AN: How does GEN-011 improve upon existing personalised T cell therapeutic approaches, such as CAR-T, TCR and TIL therapies?
CC: CAR-T [Chimeric antigen receptor T cell] therapy works exceptionally well in certain blood cancers. But when we think about solid tumours, there are a few contrasting approaches. One is tumour infiltrating lymphocytes (TIL) therapy, which is exemplified by some pioneering work at the National Cancer Institute in the US, as well as Iovance, which has had some great Phase II data in some refractory patients.
The disadvantages of TIL therapy are, first of all, they are non-specifically expanding. Second, you need a lot of tumour in order to get enough TILs, and [finally], these TILs are very tired T cells.
TCR [T cell receptor] therapy identifies certain cancer antigens and engineers T cells to go after certain targets. This has the potential for being more specific [than TIL therapy], but it has some very significant downsides. One is simply the cost and time required to engineer these cells. Second, it’s hard to get the broad spectrum, multi-target attack that TIL therapy can do. And third, they are too specific; there is a lot of genetic diversity in human T cell response, and TCR therapies can only work for certain HLA [human leukocyte antigen] types.
Our GEN-011 should build on the successes of TIL therapy, but have none of the disadvantages of either TIL or TCR therapy. [Compared to TIL therapy,] our ATLAS platform puts power at the front end to choose T cells to the right antigens and to rule out T cells to the wrong ones, and we are using T cells from the periphery – just a blood draw from the arm – rather than excising a tumour and trying to extract from there. We think there is a simplicity inherent in that. Also, those in the blood have much greater proliferative potential. In contrast to TCRs, our approach should work for any patient. There’s no HLA restriction and no engineering.
AN: What does the future look like for Genocea’s ATLAS platform and pipeline of products?

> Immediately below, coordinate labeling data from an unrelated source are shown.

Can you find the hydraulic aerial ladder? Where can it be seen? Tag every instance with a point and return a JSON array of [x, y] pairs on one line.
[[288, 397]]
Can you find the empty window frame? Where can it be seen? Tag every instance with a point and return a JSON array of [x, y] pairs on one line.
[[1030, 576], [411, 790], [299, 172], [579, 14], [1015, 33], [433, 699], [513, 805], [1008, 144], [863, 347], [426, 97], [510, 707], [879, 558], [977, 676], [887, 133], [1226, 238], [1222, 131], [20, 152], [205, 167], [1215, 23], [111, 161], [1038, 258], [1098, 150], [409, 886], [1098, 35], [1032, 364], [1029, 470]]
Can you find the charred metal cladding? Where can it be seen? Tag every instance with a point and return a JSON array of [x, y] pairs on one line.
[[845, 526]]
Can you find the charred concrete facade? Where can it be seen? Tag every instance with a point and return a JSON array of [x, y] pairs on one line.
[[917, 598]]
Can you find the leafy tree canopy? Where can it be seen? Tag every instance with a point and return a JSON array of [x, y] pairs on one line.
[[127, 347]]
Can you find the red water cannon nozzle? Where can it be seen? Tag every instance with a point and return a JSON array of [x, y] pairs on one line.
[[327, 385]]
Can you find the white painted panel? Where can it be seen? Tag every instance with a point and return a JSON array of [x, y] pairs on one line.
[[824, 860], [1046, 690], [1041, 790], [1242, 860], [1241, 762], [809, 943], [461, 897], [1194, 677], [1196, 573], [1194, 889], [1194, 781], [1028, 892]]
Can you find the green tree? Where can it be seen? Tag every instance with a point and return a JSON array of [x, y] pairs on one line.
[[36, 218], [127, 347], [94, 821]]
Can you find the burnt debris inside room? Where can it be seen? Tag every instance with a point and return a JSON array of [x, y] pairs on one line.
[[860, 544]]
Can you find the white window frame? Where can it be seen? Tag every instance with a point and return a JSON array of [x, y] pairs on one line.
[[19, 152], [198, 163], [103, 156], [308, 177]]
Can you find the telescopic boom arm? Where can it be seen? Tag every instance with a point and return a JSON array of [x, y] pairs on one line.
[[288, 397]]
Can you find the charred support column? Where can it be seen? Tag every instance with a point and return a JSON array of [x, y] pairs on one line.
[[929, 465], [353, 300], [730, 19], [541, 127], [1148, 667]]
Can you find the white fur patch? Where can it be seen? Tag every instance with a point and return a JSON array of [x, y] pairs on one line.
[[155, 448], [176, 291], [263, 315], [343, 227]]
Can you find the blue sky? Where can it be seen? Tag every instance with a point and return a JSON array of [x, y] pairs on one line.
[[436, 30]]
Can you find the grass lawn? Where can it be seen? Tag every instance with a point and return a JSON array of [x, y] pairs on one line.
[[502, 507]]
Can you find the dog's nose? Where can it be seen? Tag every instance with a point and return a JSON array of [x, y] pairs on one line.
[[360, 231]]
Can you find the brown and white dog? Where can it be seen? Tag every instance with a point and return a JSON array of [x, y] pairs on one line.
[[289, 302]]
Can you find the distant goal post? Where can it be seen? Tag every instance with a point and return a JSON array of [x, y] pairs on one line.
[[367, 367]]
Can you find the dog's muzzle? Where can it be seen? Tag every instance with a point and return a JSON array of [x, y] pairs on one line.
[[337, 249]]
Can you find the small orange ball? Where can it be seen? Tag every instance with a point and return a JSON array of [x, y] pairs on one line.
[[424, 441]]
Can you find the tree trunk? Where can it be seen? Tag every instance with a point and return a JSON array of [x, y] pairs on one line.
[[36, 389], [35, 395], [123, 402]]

CC: The products are still early in clinical trials. We’ve successfully overcome the not-insignificant challenges of doing this on a small scale, but the question is whether there is a way to make this operational for potentially hundreds of thousands of people. Until we have the benefit of scale, there is a significant cost. Until we start to demonstrate clinical efficacy, we are just making noise.
Our focus is on GEN-009 and GEN-011 and delivering clinical efficacy. I am confident that we will be able to attract the capital required to advance to the later stage.